Introduction to the Julia programming language
11 Multiple Dispatch¶
Multiple Dispatch¶
You may have noticed that we seem to write functions in Julia much as we do in Python: without any requirement for explicit types.
We can specify types if we want to:
function multiply(x ::Int64, y ::Int64)
x*y
end
multiply(5,6)
30
multiply(9.0,1)
MethodError: no method matching multiply(::Float64, ::Int64) Closest candidates are: multiply(!Matched::Int64, ::Int64) @ Main ~/uni/Vorlesungen/Julia-Course-Uni-HD/julia-11-multiple-dispatch.ipynb:1 Stacktrace: [1] top-level scope @ ~/uni/Vorlesungen/Julia-Course-Uni-HD/julia-11-multiple-dispatch.ipynb:1
As you can see, unlike some versions of Python, if we do specify types in our function declaration, Julia takes us seriously - it will not provide the function for arguments with other types.
However, this also reveals a difference between how Julia and Python think about functions in the first place: Julia always generates different versions of a function for different types - it's just that it waits until a particular set of argument types is required before doing the work.
We can declare additional versions of multiply for different arguments explicitly:
function multiply(x ::Float64, y ::Int64)
x*y + 1
end
multiply (generic function with 2 methods)

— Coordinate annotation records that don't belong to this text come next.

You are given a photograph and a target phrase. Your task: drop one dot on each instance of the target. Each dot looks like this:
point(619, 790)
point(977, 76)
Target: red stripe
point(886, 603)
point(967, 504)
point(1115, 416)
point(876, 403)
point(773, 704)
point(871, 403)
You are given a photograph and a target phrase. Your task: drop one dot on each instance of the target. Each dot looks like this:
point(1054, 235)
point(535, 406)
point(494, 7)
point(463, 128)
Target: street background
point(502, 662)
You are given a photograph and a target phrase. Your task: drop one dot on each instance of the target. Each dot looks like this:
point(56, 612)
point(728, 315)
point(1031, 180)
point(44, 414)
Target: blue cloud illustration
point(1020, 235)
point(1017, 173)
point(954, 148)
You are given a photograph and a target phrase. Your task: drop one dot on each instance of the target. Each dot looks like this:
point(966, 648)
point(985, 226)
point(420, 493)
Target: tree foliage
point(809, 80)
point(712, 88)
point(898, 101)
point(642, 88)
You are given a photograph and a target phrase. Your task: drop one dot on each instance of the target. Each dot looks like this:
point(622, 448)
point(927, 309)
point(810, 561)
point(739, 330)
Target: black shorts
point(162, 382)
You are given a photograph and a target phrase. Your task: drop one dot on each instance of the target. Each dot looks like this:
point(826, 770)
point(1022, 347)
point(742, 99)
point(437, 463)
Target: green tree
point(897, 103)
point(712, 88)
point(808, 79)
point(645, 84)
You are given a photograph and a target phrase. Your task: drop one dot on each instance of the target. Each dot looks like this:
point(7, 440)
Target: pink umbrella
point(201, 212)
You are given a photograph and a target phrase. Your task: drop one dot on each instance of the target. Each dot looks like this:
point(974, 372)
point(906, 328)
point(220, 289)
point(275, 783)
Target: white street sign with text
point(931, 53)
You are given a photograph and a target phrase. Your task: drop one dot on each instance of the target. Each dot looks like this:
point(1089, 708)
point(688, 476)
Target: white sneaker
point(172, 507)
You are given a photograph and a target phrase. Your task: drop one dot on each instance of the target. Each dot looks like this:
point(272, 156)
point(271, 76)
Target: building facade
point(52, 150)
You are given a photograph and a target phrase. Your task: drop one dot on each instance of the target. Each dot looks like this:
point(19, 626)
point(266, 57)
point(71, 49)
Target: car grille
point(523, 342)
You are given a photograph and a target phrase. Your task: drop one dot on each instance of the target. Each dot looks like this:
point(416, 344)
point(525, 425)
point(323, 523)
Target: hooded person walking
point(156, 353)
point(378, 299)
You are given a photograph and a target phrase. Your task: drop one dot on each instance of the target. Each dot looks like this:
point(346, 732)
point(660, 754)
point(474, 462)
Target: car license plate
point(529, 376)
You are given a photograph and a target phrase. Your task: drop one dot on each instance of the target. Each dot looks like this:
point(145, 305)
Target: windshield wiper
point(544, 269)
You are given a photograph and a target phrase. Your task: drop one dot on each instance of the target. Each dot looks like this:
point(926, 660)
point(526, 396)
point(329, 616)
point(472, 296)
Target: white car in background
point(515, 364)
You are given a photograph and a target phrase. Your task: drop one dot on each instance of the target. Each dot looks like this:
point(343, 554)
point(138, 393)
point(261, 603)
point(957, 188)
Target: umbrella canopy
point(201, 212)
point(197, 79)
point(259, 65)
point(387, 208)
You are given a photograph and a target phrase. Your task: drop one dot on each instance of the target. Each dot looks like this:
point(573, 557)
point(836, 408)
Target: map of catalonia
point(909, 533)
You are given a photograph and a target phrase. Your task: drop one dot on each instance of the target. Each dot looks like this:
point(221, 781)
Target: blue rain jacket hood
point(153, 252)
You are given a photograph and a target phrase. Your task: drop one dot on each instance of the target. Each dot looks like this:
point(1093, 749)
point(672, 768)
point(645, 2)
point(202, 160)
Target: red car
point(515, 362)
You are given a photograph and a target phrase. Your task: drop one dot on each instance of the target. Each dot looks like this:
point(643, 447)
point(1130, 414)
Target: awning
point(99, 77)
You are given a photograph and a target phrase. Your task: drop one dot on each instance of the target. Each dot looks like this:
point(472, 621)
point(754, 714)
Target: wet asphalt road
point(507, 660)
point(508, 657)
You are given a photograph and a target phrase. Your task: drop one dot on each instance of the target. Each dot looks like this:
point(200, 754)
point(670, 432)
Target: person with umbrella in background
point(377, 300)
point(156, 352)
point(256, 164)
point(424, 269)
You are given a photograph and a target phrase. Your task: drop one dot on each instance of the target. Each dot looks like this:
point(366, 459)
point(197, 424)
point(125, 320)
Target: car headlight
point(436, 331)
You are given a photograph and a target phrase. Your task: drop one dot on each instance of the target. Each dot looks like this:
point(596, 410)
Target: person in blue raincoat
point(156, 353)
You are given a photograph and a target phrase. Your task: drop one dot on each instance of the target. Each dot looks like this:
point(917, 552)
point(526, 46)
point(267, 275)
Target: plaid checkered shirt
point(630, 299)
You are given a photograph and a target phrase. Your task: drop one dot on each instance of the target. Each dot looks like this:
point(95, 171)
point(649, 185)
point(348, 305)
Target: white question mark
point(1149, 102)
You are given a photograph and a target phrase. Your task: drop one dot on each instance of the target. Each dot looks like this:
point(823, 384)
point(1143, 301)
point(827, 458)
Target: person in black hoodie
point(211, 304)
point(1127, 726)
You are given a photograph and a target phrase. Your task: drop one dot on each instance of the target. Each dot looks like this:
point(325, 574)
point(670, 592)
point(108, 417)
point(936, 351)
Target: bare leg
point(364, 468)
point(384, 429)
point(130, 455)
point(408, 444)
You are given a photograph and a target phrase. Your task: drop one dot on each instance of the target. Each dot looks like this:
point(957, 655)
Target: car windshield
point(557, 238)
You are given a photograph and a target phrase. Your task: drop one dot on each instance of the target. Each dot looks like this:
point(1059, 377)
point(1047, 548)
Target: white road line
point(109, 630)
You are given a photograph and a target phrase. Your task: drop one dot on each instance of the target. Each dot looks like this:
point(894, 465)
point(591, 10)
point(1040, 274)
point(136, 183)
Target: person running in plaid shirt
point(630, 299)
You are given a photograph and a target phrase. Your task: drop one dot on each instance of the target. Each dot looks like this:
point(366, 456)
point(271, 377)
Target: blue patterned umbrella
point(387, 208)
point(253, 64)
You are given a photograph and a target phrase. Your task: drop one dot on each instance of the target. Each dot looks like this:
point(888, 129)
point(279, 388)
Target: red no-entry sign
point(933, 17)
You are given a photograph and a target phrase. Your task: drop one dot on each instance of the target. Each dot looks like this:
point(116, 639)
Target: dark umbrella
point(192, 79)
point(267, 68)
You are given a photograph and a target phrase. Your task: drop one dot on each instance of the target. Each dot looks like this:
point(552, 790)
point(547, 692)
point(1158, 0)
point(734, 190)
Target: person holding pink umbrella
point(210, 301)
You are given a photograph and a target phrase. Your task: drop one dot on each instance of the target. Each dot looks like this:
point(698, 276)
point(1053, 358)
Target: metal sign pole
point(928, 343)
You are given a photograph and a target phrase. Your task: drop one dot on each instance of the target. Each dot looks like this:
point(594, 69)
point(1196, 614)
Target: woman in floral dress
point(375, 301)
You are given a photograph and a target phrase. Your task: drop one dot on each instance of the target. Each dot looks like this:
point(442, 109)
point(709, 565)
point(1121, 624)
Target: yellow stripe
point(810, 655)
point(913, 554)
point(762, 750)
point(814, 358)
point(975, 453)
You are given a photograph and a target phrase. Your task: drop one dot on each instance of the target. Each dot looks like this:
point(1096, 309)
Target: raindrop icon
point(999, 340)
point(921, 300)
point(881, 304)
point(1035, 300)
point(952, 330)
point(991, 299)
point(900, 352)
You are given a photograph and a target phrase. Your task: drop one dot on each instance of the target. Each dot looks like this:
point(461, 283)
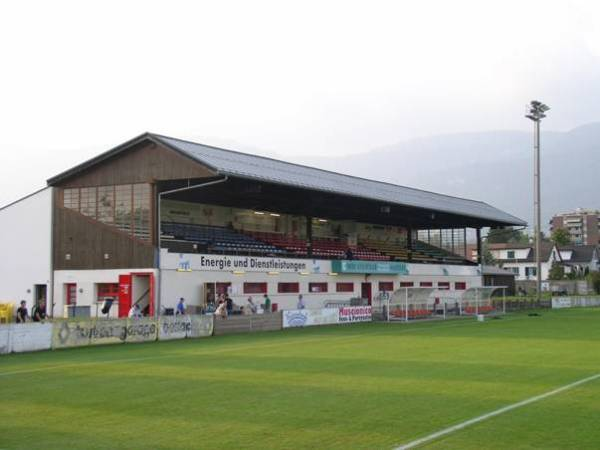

and you notice that when we do so, Julia notes that multiply is now a "generic function with 2 methods" - those methods being "multiply a Float64 and an Int64" and "multiply two Int64s"
Julia will always pick the version of our function that matches the types of its arguments - this is called Multiple Dispatch and is the basis for how Julia implements Object Orientation without classes. Because the "method" of the function used depends on the types of all of its arguments, Julia does not treat methods as being "owned" by the first argument's type - you can't type "myobject.method()" - instead, you simply use the function "as is":
multiply(5.5, 2) #Float64, Int64
12.0
multiply(6,5) #Int64, Int64
30
We can always also provide a generic version that will be used to generate versions of the function for any other combinations of types we've not thought of:
function multiply(x,y)
x*y -1
end
multiply (generic function with 3 methods)
multiply(2,6.5) #Int64, Float64 - uses our generic method since we didn't explicitly cover this
12.0
Julia's type system is hierarchical, so we can also specify the domain of a method via higher-order types (for example, that a function works only on Numbers
- which Ints
and Floats
are both members of - via):
function myfunc(x ::Number)
x^2
end
print(myfunc(2))
print("\n")
print(myfunc(2.4))
4 5.76
myfunc("Banana")
MethodError: no method matching myfunc(::String) Closest candidates are: myfunc(!Matched::Number) @ Main ~/uni/Vorlesungen/Julia-Course-Uni-HD/julia-11-multiple-dispatch.ipynb:1 Stacktrace: [1] top-level scope @ ~/uni/Vorlesungen/Julia-Course-Uni-HD/julia-11-multiple-dispatch.ipynb:1
A function without any type specifiers is equivalent to one where all the type specifiers are ::Any
- the "Any" type matches all types in the system.
We can also, as in C++ etc, use parameterised types to restrict relationships between the types of arguments - for example, that all arguments must be of the same type (and in this case, that type is a kind of Number):
function myfunc2(x::T, y::T) where {T<:Number}
x+y
end
myfunc2(2,3)
5
myfunc(2.0, 3)
MethodError: no method matching myfunc(::Float64, ::Int64) Closest candidates are: myfunc(::Number) @ Main ~/uni/Vorlesungen/Julia-Course-Uni-HD/julia-11-multiple-dispatch.ipynb:1 Stacktrace: [1] top-level scope @ ~/uni/Vorlesungen/Julia-Course-Uni-HD/julia-11-multiple-dispatch.ipynb:1
Because all Julia functions are "open", even those provided by other packages, we can even define additional methods for existing (built-in) functions:
struct RelativisticSpeed
v ::Float64
end
import Base.+ #necessary to let us modify this function
function +(x::RelativisticSpeed, y::RelativisticSpeed)
RelativisticSpeed( (x.v + y.v) / (1 + x.v*y.v) )
end
RelativisticSpeed(0.9)+RelativisticSpeed(0.9)
RelativisticSpeed(0.994475138121547)
Whilst this risks the same issues as operator overloading in C++ - breaking natural assumptions about the behaviour of operations - it can also be very useful, especially if particular algorithms have efficient representations for a given type or types.